Tesco wants to open 750 stores in Thailand
Tesco is to open 750 convenience stores in Thailand over the next three years in its first major overseas expansion under chief executive Dave Lewis. Thailand is the grocery group’s biggest market outside the UK and its most profitable.
Lewis, 54, who was parachuted into the supermarket chain in 2014 after it ran adrift under previous management, believes that Thailand offers a huge opportunity because of its young, increasingly urban and affluent population. ‘The economics of the country are very attractive. There is a big emerging middle class,’ he said.
Tesco has been in Thailand since 1998. It employs 46,000 full-time staff there and operates under the Tesco Lotus brand. The group has more than 1,500 Express convenience stores and around 400 larger shops, including some hypermarkets. It also owns shopping malls and until recently was involved in the wholesale market.
Lewis’s move will create up to 10,000 new jobs in the country. He said he sees large scope for growth, as around half of the Thai food shopping market consists of traditional markets, street stalls and small family-owned shops.
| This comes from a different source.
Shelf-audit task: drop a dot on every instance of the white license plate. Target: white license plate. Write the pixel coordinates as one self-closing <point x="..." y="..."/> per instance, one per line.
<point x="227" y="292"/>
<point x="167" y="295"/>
Profits in Asia, which also includes its Malaysian operation, were down 4.3 per cent last year, though Lewis attributes this to a restructuring in Thailand, including a withdrawal from the wholesale operations. He shut down a bulk selling business in 2017 that serviced independent merchants after concluding it was unlikely to become profitable. ‘We have been making changes over the past two years but now we have a model we are very pleased with,’ he said.
Tesco is likely to face stiff competition from Japanese-US business 7-Eleven, which has thousands of its convenience stores in Thailand, where the brand is run by locally listed company CP All.
In the past, Tesco has run into rough waters with some of its overseas forays. It pulled out of an ill-fated venture into the US through its Fresh & Easy chain on the West Coast in 2013. The failure to win over US shoppers cost it around £1.2billion.
Lord MacLaurin, a former chairman, recently attacked ex-chief executive Sir Terry Leahy, whose decision it was to go into the US market on the eve of the financial crisis, accusing him of having an ‘arrogant’ and ‘extravagant’ management style.
Lewis sees the Thai move as part of his strategy to move the company on after its recovery from the scandal that engulfed it under his predecessors. A £250million black hole in the accounts came to light shortly after his arrival and Tesco posted a record pre-tax loss of £6.4billion in 2015. Under his stewardship, the group has returned to profit, with a 28.8pc jump last year to £1.7billion.